North West FM managing director Lawrence Tlhabane is frank and honest about the problems that have plagued the station since its inception in 2008.
“There was a mess here when I came in, in March last year. At that time the station had been off air for 45 days because of a non-payment to Sentech. They had trumped up a bill amounting to over R3 million. They were getting switched off almost on a monthly basis due to non-payment to Sentech. The financials were a mess,” he reveals.
Some staff had also gone through the December period without salaries and the morale at the station was at an all-time low.
In 2016 The Media Online reported on a nasty ownership battle being waged at the station. It involved a Scandinavian company, 21st Venture Capital, African Media Entertainment (AME), Tiso Blackstar Group and shareholder infighting.
Read more: The North West FM ownership debacle
In the end, Motswako Media came in, as it was the company preferred by the shareholders, and became the majority owner of the station. This was a lengthy process, only being finalised in August 2018, as the matter had to go through ICASA.
But the new owners have started to right the ship, picking up the money owed and paying staff salaries.
Very low advertising revenue
The main problem the station still faces is low advertising revenue. At present, it is not self-sufficient, with Motswako Media’s money injected into the business being the only thing keeping it afloat.
“It’s going to take some time. This station was launched in 2008 and it’s been 10 years of a mess. You’re going to need to fix the reputational damage that the station has in the eyes of the advertisers and the public. Listenership went down because they couldn’t trust this product anymore,” comments Tlhabane.
Sitting at previous levels of over 400 000 listeners, when Tlhabane joined the station it only had 130 000. A positive sign though, is that in the last BRC RAM data, North West FM increased its listenership by 10 000 to 140 000.
Tlhabane is aiming to increase the audience numbers to over 200 000 by June, believing that a commercial station of North West FM’s nature should never be dropping below that level. And Tlhabane has an even more ambitious target; over 300 000 by the end of the year.
Moves already being made
The only way to stabilise the financial situation is through revenue, winning the hearts of advertisers to come back and providing a source of trusted infotainment, he adds.
Music streamlining, aligning the station’s personalities with their strengths (and bringing experienced talent on-board, including Pat Cash), and making North West FM sound more commercial and different from its competitors are just some of the steps that have already been taken in the new strategy.

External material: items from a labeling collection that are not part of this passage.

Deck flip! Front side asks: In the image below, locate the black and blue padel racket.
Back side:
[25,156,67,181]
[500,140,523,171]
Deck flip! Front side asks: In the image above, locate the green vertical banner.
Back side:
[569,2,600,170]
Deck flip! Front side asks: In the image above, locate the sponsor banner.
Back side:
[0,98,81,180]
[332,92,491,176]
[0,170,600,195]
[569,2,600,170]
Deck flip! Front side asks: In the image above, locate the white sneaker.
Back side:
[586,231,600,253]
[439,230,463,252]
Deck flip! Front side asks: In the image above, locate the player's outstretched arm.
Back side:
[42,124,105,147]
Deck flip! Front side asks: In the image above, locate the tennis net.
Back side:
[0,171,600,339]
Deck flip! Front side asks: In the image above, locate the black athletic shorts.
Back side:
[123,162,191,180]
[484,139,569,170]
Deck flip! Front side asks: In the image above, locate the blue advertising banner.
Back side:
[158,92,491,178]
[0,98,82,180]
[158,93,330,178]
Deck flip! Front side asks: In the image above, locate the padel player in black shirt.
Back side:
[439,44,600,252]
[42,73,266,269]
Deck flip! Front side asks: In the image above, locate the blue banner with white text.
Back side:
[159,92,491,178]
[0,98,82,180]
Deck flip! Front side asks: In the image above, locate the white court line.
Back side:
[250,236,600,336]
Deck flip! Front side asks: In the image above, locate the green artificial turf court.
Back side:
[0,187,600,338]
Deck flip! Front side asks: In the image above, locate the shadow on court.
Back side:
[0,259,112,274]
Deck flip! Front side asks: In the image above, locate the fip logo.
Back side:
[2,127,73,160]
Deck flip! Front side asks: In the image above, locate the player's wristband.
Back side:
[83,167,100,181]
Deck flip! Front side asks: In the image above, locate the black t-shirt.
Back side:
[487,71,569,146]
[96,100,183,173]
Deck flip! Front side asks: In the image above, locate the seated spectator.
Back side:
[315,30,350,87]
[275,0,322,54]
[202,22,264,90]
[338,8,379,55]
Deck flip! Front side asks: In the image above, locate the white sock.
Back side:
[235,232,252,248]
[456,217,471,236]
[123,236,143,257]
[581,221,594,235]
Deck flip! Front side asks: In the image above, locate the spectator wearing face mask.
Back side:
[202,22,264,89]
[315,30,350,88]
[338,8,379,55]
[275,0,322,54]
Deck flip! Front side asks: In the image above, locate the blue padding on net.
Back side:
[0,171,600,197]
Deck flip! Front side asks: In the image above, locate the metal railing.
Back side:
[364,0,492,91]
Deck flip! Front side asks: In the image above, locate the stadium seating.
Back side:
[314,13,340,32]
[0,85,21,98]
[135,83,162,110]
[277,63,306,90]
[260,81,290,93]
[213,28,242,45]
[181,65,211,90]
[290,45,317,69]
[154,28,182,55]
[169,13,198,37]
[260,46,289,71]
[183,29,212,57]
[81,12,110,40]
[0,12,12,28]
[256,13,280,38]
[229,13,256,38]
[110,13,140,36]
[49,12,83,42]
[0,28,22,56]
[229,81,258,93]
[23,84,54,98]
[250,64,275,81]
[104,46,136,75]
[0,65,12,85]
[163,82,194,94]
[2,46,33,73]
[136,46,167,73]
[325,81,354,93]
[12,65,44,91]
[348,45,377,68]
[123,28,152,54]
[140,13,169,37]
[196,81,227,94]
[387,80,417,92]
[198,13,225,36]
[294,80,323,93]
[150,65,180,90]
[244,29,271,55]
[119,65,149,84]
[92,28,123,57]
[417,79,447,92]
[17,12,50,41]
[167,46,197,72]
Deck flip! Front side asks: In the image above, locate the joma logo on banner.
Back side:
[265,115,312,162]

The station did a deal with United Stations in September of last year to cover national sales and an in-house team covers direct sales, providing a two-prong approach in ad revenue generation.
The station sits in a unique position of being the only commercial station in the North West province. This, Tlhabane believes, is a major benefit for advertisers.

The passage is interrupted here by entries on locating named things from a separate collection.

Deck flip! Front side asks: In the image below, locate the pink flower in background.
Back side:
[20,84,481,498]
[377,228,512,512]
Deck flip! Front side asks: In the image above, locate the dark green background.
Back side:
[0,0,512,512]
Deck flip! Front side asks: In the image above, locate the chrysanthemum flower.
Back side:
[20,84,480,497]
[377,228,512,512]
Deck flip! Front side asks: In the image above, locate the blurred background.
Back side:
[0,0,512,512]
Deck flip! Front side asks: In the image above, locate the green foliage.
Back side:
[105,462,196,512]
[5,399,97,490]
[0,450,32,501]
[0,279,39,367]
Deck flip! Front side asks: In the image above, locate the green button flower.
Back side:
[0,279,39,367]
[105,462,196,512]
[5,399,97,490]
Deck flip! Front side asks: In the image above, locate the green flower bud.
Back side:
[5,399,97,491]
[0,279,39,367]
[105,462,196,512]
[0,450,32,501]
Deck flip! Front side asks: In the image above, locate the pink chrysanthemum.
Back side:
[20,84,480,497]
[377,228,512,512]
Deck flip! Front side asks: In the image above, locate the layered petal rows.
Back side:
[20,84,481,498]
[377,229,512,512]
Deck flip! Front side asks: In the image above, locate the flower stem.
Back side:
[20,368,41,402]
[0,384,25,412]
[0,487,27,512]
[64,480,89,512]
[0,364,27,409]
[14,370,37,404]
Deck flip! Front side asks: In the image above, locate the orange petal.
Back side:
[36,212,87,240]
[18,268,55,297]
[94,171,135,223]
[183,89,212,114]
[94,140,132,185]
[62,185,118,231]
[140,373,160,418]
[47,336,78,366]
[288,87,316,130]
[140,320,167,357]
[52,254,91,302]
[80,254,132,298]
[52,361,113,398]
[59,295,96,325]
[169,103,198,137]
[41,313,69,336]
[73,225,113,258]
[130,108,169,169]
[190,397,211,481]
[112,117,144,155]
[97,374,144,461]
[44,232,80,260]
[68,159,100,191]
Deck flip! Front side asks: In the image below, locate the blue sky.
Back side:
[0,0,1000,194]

“This is the only commercial station that is catering to this upward-mobile middle class and higher LSM in this province. We are relevant to the people of the province, we understand who they are and this is where people feel satisfied that it is building on the legacy of the first black commercial station in this country, which is Radio Bop, it is a revival of that,” he says.
North West FM recently juggled its presenter line-up, switching the drive time presenters around Pat Cash and Carol Hobbs to breakfast and Dmos & Mpho Galetshitse to afternoon drive) and streamlining and aligning the talent. Sweetness Motsepe also switched from an evening show to the 12:00 – 15:00 slot. Weekend programming was also tweaked, including the arrival of Bonolo ‘Beesting’ Molosiwa.
But despite settling its debt to Sentech, and the content and presenter revamp, North West FM is still facing the challenge of being off air due to technical problems.
A consultant has been brought on board, who is very familiar with radio broadcasting and the Sentech way of transmitting, to assist.
Tlhabane also points to further capital injection which is needed, particularly for equipment and training of staff.
“I don’t think the shareholders invested anything when it comes to equipment, and these are the tools needed to run the station. From back-up generators to the equipment in the studio … We don’t even have a standby studio, so if ours breaks down there’s nowhere to move,” he comments.
Tlhabane is optimistic about North West FM’s journey for the rest of the year, backed by increasing government support and positive sentiments starting to return from communities.